Once we’d brought our catch home, I had to decide on a cooking approach. Snappers, unlike mature bluefish, have good but not overwhelming oil content and are something of a switch hitter in the pan. They can be simply breaded and fried like a white-fleshed fish or accented with more oil and brought into the realm of a fresh sardine.

Since some of our catch was genuinely sardine-like in size I chose a favorite Genoese sardine recipe by Marcela Hazan. I sliced potatoes thinly and set them to roast with garlic, olive oil and parsley at 400 degrees, then turned to the fish. I scaled each side, split them down the middle, and worked my fingers around the edges of the ribs and snapped the spines at either end. Cleaning them this way, I was able to remove the rib cage and produce a largely boneless butterflied fillet (the skin is edible).

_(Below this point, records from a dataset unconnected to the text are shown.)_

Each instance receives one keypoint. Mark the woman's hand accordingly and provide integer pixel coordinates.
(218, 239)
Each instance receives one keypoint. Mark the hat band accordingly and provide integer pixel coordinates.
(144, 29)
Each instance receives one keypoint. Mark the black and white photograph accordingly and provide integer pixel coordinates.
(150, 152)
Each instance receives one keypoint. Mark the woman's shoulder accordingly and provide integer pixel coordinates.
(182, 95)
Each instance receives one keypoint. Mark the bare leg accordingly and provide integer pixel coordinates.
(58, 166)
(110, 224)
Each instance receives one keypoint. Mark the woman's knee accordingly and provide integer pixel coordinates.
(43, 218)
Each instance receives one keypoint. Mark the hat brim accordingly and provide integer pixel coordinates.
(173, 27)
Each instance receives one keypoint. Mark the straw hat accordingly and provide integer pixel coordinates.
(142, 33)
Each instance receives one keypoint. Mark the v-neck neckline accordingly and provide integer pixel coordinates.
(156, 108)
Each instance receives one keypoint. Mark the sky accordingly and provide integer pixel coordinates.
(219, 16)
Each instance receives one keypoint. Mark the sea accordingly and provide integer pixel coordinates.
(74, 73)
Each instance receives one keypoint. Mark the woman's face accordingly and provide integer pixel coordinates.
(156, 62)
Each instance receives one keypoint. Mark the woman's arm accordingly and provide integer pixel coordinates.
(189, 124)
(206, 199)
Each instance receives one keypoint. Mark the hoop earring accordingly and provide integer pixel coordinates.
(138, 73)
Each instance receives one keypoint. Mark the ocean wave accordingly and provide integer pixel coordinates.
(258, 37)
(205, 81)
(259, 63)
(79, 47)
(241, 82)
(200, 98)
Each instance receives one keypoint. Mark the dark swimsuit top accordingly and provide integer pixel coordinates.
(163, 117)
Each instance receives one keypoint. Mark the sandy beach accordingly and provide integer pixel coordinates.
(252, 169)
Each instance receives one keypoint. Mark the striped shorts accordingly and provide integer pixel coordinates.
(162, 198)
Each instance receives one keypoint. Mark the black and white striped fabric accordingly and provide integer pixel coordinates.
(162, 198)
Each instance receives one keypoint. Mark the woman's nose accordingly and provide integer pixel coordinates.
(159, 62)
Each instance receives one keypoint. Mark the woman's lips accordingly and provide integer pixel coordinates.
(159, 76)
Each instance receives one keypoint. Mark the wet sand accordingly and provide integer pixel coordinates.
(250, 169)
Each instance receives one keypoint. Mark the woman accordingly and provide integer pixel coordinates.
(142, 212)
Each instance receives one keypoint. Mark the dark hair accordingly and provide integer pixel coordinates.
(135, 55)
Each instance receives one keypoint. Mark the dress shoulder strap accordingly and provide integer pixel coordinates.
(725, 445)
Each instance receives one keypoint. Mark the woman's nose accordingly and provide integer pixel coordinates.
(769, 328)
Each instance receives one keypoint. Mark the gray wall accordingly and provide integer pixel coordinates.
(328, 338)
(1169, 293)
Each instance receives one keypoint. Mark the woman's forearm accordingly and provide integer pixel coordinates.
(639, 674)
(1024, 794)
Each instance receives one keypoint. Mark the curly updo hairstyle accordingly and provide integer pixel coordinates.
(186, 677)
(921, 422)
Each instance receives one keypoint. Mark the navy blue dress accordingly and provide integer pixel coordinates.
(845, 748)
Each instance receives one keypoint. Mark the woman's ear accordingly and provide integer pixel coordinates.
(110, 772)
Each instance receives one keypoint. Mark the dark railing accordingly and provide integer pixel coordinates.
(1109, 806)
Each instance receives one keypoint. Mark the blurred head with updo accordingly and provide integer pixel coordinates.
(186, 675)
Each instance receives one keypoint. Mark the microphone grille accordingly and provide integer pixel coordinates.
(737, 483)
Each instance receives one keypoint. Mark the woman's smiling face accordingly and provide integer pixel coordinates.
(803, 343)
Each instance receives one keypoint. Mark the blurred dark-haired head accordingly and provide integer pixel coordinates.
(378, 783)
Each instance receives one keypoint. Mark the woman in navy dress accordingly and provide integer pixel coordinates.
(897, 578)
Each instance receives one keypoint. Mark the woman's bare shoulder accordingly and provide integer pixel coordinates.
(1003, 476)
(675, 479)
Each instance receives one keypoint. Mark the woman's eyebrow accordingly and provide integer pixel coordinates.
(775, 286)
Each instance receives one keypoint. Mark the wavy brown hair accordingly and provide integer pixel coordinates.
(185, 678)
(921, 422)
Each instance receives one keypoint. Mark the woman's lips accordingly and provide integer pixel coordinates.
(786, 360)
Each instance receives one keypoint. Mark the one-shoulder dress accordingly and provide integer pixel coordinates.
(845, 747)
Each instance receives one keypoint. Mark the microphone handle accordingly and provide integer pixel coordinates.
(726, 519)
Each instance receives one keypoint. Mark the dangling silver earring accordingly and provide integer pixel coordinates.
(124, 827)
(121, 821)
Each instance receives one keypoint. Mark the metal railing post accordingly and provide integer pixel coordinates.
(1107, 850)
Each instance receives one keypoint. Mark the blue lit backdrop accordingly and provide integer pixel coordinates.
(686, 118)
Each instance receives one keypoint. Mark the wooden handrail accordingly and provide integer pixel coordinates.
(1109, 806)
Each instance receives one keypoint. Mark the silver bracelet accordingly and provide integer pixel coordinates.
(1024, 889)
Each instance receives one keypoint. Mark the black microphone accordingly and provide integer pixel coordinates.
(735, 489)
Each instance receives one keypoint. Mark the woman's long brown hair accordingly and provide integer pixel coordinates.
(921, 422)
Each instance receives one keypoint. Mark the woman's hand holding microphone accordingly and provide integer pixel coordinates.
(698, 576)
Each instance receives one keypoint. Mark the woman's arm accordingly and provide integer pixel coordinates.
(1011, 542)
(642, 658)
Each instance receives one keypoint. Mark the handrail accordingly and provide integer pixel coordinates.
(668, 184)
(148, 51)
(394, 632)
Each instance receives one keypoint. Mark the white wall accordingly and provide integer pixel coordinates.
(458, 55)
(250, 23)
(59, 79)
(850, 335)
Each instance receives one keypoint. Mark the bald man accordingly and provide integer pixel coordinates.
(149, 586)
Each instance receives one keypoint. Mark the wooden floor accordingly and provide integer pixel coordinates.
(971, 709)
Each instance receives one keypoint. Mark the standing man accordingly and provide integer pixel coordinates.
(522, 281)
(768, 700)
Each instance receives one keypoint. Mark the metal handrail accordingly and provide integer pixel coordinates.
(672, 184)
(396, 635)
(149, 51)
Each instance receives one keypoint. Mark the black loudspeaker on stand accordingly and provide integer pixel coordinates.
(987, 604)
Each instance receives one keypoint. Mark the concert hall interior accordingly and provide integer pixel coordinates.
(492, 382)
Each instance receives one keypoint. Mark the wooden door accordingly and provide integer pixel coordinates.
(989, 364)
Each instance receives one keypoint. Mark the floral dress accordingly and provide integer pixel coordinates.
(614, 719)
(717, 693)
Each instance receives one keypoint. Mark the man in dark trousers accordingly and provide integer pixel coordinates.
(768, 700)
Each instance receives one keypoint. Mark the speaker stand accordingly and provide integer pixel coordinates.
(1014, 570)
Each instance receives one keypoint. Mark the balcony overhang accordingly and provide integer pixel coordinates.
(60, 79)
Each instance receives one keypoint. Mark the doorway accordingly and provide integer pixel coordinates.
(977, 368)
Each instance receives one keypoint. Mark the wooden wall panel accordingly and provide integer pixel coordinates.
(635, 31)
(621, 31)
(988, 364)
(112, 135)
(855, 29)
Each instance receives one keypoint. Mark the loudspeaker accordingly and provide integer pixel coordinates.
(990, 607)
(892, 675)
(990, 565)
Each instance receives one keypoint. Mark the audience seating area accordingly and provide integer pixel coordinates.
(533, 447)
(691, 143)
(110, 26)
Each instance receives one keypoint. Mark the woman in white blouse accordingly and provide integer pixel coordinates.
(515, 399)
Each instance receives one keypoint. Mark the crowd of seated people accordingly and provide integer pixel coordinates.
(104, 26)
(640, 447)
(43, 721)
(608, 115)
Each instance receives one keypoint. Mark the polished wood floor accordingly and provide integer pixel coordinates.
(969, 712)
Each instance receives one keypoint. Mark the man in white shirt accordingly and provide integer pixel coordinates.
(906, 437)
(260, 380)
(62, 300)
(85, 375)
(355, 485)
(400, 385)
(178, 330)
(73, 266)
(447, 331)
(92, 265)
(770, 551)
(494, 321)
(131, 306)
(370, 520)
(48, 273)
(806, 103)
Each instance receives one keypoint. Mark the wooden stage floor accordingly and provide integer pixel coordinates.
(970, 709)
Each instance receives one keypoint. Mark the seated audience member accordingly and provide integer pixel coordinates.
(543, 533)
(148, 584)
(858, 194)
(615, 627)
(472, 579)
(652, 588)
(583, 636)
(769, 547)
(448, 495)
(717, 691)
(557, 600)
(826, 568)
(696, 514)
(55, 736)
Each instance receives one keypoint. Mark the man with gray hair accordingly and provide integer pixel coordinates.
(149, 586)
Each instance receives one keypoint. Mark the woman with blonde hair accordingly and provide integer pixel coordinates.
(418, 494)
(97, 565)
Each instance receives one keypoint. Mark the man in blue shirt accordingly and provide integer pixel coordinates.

I then marinated the fillets in more olive oil, garlic and parsley.

When juvenile bluefish slip into New York estuaries in July, they are desperate to put on as much size as possible—which makes for great fishing.

When the potatoes were cooked through, I laid the fillets on top and cooked for just five more minutes. Soon our snappers, which had crossed the continental shelf, traversed 800 miles of open water, evaded fluke, striped bass, weakfish and hundreds of other predators, were finally eaten.

As for the snappers that had escaped us back at the Magnolia Pier, they would go through another transformation, gaining three to five more inches before departing again for the continental shelf in October. And a year later they would reach their full size, 20 to 30 inches, five to even 10 pounds. At that size they would find a whole new range of things to eat: mackerel, menhaden, entire squid swallowed in a gulp. But they would in turn be feasted upon by giant tuna, swordfish and especially mako sharks, whose diet is 75 percent bluefish. The recent decline of the mako from overfishing and bycatch in the tuna fishery may be one reason the bluefish stock is in such good shape.

It is a fish-eat-fish world out there in the big blue ocean. Luckily for us, for a brief few months, we and our children get to step in between the links of the marine food chain and take a few bites for our ourselves.